Further, the killing of these bulls would mean that the herd suffers the loss of important breeding individuals, affecting the population dynamics and structure of the herd. It would also mean that the young would potentially lose a vital source of social, behavioural and ecological knowledge if the bulls were to continue being killed.

elephants-tanzania-crops-community-conservation
©Smit et al.
Effective strategies to prevent crop loss

Thankfully, there are more effective, non-lethal strategies that have been proven to curb crop losses and the subsequent, devastating killing of elephant bulls. For example, in an ongoing study in Kenya, the use of beehive fences has been shown to have an 80% success rate in keeping elephants out of the nearby farmlands – and, what’s more, the community was also able to benefit from the sale of ‘elephant friendly’ honey.

The use of beehive fences is a good example of land-use consideration when it comes to community conservation efforts.
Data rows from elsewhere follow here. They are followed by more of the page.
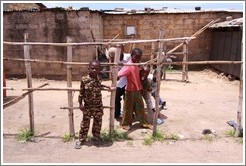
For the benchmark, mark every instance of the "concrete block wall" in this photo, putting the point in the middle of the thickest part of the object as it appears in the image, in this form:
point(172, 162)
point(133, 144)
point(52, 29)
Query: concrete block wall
point(50, 27)
point(174, 25)
point(54, 26)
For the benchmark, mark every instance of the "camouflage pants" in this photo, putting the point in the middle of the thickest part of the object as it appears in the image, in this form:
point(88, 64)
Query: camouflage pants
point(133, 103)
point(96, 114)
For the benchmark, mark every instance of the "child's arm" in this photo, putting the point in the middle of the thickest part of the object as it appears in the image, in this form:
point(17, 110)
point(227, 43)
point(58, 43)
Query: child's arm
point(108, 87)
point(81, 96)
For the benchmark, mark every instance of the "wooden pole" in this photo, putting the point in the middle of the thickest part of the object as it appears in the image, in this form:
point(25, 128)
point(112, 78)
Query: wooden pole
point(94, 40)
point(160, 49)
point(124, 64)
point(192, 37)
point(152, 54)
point(185, 59)
point(57, 89)
point(69, 85)
point(181, 39)
point(79, 108)
point(113, 93)
point(15, 100)
point(29, 82)
point(240, 101)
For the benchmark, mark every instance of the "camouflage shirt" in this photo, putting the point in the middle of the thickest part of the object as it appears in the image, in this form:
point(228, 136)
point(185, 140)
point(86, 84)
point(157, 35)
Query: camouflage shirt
point(90, 92)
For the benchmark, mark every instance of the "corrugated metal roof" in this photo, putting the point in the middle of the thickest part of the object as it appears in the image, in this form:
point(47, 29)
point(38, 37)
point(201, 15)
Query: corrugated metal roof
point(168, 11)
point(230, 23)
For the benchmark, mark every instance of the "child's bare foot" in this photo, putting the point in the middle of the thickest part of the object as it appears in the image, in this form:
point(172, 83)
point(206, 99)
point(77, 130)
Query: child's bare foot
point(147, 126)
point(126, 127)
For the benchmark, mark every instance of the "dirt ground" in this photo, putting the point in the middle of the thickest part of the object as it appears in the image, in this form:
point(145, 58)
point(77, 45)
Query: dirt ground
point(208, 101)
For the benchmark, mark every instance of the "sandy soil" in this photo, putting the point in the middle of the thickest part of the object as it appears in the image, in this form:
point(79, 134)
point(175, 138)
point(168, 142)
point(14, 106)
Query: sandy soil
point(208, 101)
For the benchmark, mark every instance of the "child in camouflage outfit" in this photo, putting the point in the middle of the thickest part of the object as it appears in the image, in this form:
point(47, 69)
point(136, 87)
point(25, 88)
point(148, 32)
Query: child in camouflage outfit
point(90, 103)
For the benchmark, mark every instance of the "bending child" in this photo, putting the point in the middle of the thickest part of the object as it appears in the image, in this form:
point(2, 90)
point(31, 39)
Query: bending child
point(146, 92)
point(133, 102)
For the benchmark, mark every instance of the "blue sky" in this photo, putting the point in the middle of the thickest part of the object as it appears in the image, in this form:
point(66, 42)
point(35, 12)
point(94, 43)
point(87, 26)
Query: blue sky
point(183, 5)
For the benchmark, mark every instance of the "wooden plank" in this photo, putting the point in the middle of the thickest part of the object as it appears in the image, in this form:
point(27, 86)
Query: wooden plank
point(29, 83)
point(15, 100)
point(233, 51)
point(114, 84)
point(228, 39)
point(69, 85)
point(237, 68)
point(221, 48)
point(157, 93)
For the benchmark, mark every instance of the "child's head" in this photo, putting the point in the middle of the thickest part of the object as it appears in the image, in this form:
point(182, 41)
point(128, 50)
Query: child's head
point(136, 55)
point(94, 68)
point(144, 72)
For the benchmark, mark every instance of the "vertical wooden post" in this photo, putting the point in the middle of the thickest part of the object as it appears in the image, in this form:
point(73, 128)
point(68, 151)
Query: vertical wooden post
point(185, 59)
point(240, 101)
point(160, 49)
point(113, 93)
point(152, 54)
point(29, 82)
point(69, 84)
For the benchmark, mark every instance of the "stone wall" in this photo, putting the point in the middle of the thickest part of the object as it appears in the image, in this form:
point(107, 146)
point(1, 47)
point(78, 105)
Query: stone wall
point(173, 25)
point(54, 26)
point(22, 6)
point(50, 27)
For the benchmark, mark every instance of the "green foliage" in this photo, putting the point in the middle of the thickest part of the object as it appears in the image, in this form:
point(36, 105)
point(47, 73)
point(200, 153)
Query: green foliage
point(230, 133)
point(148, 141)
point(160, 136)
point(67, 138)
point(25, 135)
point(209, 137)
point(115, 136)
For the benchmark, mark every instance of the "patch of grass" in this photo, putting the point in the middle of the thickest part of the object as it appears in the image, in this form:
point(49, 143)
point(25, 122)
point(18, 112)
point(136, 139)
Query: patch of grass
point(230, 133)
point(239, 140)
point(160, 136)
point(25, 135)
point(67, 138)
point(115, 136)
point(148, 141)
point(129, 143)
point(209, 137)
point(172, 136)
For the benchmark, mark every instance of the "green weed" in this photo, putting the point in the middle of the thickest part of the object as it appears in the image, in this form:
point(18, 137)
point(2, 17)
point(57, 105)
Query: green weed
point(25, 135)
point(67, 138)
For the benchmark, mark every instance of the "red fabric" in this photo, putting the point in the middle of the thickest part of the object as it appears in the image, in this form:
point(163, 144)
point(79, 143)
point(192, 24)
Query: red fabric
point(132, 75)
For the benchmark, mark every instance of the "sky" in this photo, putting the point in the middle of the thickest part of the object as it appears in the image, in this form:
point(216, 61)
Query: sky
point(183, 5)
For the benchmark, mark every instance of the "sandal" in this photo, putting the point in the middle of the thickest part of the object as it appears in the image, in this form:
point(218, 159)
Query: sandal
point(78, 145)
point(147, 126)
point(126, 127)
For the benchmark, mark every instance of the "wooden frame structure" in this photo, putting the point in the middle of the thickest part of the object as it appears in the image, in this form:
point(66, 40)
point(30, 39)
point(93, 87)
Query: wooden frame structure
point(184, 41)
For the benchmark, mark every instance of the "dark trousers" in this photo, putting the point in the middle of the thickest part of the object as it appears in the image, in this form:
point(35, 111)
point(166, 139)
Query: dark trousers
point(118, 97)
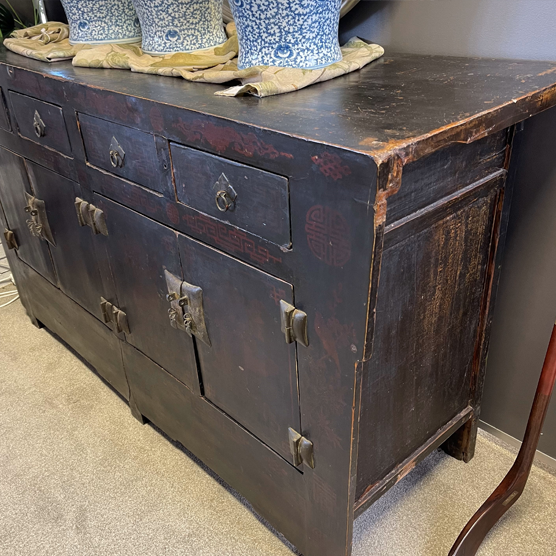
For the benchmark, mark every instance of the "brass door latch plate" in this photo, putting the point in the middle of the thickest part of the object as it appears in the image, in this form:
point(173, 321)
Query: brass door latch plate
point(186, 307)
point(294, 324)
point(38, 222)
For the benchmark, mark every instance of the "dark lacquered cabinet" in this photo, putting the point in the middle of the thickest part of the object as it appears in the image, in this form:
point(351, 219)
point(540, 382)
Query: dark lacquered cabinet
point(298, 289)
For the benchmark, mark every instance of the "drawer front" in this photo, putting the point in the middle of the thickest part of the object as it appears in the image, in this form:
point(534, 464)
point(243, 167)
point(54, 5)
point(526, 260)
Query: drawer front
point(132, 154)
point(41, 122)
point(251, 199)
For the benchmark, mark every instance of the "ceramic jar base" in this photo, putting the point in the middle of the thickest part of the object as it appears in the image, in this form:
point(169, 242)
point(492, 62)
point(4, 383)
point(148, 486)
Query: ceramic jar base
point(102, 21)
point(287, 33)
point(172, 26)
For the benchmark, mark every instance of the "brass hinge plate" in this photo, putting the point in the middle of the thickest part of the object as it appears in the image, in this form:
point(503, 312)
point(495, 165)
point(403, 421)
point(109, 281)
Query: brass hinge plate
point(301, 449)
point(294, 324)
point(89, 215)
point(186, 310)
point(11, 241)
point(112, 315)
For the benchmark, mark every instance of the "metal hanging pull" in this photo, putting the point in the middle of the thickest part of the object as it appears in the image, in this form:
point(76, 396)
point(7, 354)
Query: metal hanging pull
point(117, 154)
point(301, 449)
point(294, 324)
point(112, 315)
point(89, 215)
point(38, 222)
point(225, 195)
point(186, 307)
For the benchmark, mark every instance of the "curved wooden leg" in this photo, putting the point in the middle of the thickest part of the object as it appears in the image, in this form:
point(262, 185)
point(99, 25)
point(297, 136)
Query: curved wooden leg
point(511, 488)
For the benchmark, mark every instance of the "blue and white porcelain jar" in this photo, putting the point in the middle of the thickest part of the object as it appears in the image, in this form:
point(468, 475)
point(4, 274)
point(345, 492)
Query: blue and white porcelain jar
point(180, 25)
point(287, 33)
point(102, 21)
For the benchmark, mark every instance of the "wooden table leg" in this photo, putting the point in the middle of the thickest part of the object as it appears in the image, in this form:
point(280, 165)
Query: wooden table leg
point(511, 488)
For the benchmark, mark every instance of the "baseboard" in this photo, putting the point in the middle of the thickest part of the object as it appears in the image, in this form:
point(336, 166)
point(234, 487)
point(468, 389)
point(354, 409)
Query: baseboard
point(541, 459)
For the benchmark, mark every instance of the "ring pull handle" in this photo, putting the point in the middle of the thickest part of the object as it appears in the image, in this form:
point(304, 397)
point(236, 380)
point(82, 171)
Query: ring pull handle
point(38, 125)
point(225, 195)
point(117, 154)
point(224, 201)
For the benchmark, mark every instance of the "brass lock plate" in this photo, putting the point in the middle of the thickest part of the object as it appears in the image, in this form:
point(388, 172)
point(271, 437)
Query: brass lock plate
point(186, 307)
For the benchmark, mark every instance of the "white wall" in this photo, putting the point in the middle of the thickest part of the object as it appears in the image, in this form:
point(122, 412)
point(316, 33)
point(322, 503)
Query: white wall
point(493, 28)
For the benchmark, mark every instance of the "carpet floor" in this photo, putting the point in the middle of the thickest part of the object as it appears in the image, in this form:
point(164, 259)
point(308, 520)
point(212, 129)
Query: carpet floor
point(80, 476)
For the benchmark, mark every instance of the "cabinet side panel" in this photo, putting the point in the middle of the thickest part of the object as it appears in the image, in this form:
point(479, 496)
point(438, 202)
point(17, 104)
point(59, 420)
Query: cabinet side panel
point(428, 309)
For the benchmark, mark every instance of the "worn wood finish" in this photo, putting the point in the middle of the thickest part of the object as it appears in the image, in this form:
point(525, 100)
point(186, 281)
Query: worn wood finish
point(140, 250)
point(376, 204)
point(249, 370)
point(4, 118)
point(145, 159)
point(259, 200)
point(55, 135)
point(513, 485)
point(14, 183)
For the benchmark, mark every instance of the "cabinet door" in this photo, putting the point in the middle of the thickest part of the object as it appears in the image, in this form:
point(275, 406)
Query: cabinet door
point(14, 185)
point(73, 252)
point(248, 370)
point(140, 250)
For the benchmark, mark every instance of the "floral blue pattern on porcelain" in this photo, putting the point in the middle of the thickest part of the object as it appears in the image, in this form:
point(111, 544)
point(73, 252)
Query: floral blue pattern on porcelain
point(102, 21)
point(180, 25)
point(287, 33)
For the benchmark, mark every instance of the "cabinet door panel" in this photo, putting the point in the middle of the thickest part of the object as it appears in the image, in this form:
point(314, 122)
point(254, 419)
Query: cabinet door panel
point(249, 370)
point(140, 251)
point(14, 183)
point(73, 253)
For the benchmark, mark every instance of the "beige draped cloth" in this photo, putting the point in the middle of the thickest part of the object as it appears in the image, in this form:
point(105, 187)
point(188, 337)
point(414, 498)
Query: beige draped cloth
point(50, 42)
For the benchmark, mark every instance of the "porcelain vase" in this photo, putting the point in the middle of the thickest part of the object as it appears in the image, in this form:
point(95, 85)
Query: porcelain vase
point(287, 33)
point(180, 25)
point(102, 21)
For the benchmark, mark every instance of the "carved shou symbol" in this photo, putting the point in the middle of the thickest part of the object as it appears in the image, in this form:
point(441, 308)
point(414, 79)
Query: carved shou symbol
point(328, 235)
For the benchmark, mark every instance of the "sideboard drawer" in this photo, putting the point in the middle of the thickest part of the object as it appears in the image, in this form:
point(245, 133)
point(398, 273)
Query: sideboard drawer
point(41, 122)
point(251, 199)
point(126, 152)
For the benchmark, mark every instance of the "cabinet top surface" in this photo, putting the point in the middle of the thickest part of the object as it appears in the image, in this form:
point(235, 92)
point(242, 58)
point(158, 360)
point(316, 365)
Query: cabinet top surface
point(402, 104)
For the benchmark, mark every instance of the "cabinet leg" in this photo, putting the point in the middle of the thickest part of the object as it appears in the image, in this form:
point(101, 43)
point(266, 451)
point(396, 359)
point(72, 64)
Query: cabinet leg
point(461, 445)
point(135, 411)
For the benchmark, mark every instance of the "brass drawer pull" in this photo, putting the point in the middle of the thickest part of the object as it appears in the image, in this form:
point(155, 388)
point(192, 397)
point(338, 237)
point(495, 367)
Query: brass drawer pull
point(224, 201)
point(38, 125)
point(117, 154)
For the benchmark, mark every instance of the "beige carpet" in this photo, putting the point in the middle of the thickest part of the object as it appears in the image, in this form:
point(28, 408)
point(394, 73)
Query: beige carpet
point(79, 476)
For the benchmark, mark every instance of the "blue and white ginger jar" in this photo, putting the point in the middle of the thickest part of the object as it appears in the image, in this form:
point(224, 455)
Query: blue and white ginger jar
point(287, 33)
point(102, 21)
point(180, 25)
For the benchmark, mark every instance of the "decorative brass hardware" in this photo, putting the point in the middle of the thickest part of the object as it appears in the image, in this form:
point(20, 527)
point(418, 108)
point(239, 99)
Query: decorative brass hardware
point(117, 154)
point(89, 215)
point(38, 223)
point(186, 307)
point(11, 241)
point(225, 197)
point(301, 449)
point(38, 125)
point(294, 324)
point(111, 314)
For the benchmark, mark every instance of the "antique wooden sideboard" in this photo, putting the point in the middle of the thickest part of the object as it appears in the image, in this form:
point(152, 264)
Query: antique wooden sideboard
point(299, 288)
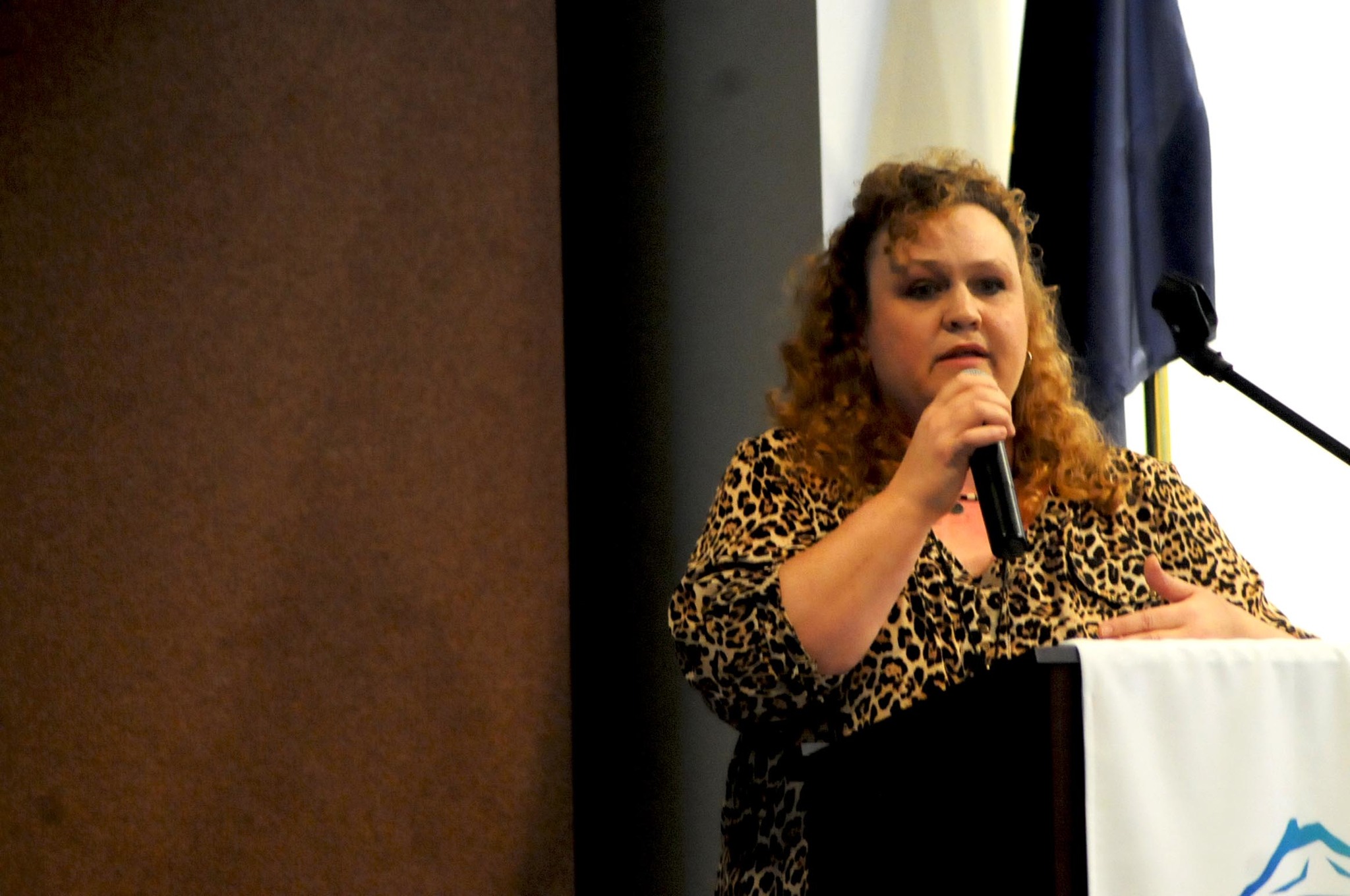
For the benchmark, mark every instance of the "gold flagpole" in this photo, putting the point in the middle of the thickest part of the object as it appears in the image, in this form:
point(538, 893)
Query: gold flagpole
point(1158, 423)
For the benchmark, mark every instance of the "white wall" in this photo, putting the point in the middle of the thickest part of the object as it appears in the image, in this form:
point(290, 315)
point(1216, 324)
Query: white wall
point(1274, 84)
point(904, 76)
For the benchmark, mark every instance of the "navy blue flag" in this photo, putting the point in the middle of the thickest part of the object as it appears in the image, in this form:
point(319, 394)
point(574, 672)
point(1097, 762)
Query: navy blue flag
point(1111, 145)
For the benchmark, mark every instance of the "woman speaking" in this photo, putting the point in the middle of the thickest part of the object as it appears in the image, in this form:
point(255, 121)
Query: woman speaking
point(844, 571)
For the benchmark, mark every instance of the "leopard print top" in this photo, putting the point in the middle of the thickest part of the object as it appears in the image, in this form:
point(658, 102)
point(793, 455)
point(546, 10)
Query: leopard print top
point(740, 651)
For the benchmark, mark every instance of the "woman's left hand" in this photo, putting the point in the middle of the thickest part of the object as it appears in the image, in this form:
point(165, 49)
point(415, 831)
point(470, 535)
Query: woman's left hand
point(1191, 613)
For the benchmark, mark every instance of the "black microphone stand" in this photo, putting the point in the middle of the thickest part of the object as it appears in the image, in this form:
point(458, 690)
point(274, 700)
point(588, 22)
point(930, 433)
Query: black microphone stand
point(1190, 315)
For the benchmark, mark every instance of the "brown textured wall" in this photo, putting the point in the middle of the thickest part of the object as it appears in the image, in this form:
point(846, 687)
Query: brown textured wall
point(283, 570)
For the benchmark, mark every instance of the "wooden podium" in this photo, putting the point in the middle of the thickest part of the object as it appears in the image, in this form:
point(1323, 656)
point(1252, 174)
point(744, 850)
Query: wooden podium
point(976, 790)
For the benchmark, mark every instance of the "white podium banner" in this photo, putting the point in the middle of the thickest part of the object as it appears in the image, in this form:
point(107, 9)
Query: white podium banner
point(1217, 767)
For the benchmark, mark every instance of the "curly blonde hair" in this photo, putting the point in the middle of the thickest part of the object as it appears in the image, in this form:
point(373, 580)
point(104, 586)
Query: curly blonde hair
point(832, 399)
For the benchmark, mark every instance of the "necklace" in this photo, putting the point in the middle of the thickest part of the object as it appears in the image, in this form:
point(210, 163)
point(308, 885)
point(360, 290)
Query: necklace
point(960, 498)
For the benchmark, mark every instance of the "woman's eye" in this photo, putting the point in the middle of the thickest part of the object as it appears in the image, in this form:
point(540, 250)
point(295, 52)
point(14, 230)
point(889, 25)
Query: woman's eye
point(922, 289)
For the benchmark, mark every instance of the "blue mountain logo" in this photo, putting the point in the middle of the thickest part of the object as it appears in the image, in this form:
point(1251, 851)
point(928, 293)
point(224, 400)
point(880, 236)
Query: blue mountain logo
point(1310, 861)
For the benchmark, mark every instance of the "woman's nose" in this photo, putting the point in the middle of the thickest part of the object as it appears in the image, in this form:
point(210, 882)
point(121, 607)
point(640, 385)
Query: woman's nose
point(963, 310)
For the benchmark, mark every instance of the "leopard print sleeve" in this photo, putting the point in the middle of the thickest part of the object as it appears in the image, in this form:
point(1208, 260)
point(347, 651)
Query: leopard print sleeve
point(1191, 544)
point(735, 642)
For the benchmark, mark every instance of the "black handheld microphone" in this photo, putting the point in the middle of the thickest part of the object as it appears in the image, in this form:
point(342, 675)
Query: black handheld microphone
point(998, 501)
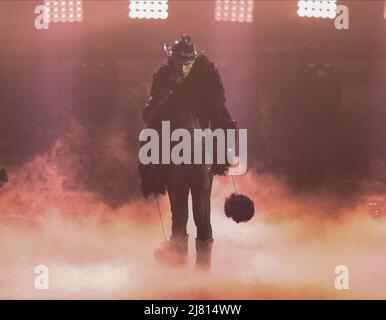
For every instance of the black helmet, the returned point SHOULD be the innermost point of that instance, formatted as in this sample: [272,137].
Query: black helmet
[182,48]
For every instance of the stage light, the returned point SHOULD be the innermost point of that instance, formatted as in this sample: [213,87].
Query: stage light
[234,10]
[146,9]
[317,8]
[64,10]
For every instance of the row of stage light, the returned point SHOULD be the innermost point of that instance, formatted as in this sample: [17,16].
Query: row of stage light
[224,10]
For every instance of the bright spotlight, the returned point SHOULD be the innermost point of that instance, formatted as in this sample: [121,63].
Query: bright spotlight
[148,9]
[317,8]
[64,10]
[234,10]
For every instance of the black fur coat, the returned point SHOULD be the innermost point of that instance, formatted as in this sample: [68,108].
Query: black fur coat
[203,92]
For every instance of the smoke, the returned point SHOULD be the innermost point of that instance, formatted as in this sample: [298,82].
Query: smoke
[94,250]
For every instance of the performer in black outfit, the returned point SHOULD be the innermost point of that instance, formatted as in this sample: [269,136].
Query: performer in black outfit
[187,91]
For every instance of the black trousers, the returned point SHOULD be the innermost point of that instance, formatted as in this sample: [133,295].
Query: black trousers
[198,179]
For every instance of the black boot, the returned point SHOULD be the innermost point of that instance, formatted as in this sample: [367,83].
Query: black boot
[174,252]
[204,254]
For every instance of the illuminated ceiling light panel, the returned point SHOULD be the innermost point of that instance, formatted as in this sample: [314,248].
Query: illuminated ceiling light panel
[147,9]
[64,10]
[317,8]
[234,10]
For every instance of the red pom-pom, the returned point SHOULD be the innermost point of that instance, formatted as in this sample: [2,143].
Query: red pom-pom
[239,207]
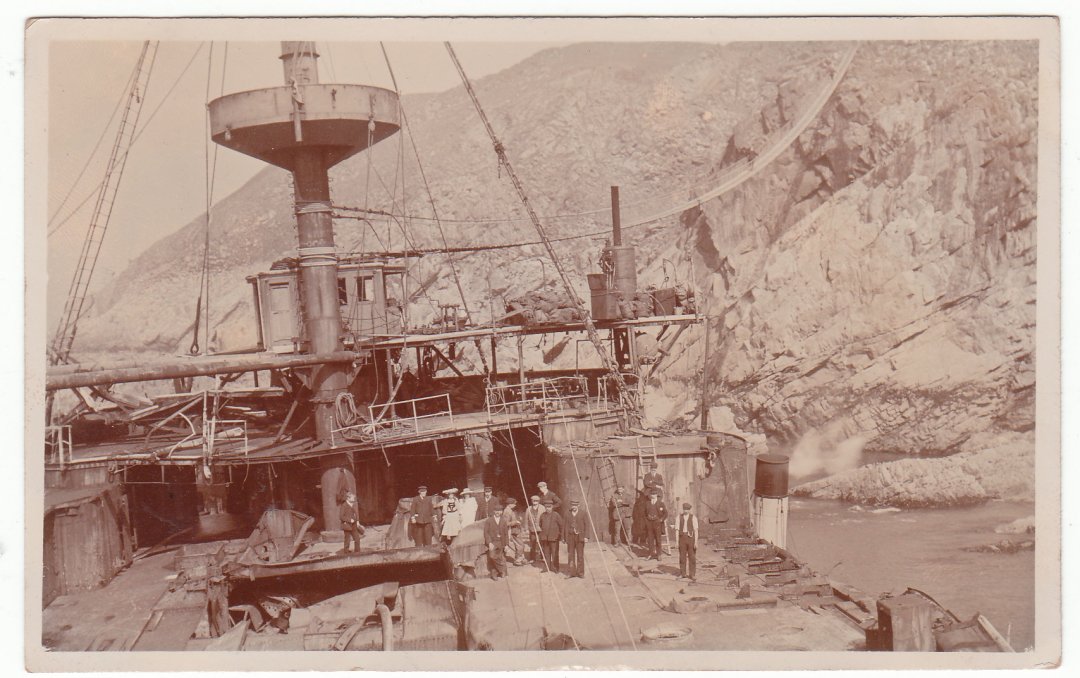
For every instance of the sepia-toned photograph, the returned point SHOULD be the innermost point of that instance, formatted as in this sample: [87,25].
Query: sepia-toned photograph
[552,336]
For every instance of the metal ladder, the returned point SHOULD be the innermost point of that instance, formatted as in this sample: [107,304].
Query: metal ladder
[646,456]
[608,484]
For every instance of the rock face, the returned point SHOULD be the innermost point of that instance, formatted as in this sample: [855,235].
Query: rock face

Seeing as a negative spin-off of the inconsideration of land use together with rapidly growing human populations has been the destruction of natural wildlife corridors, it is now appropriate to consider mitigation efforts more carefully, in a sustainable way.

Finally

Ultimately, it’s about ensuring the peaceful co-existence of humans and elephants in close proximity, and we have science to thank for helping us understand these complex issues so that we can develop science-backed strategies and solutions. In this case, non-lethal strategies that promote peace.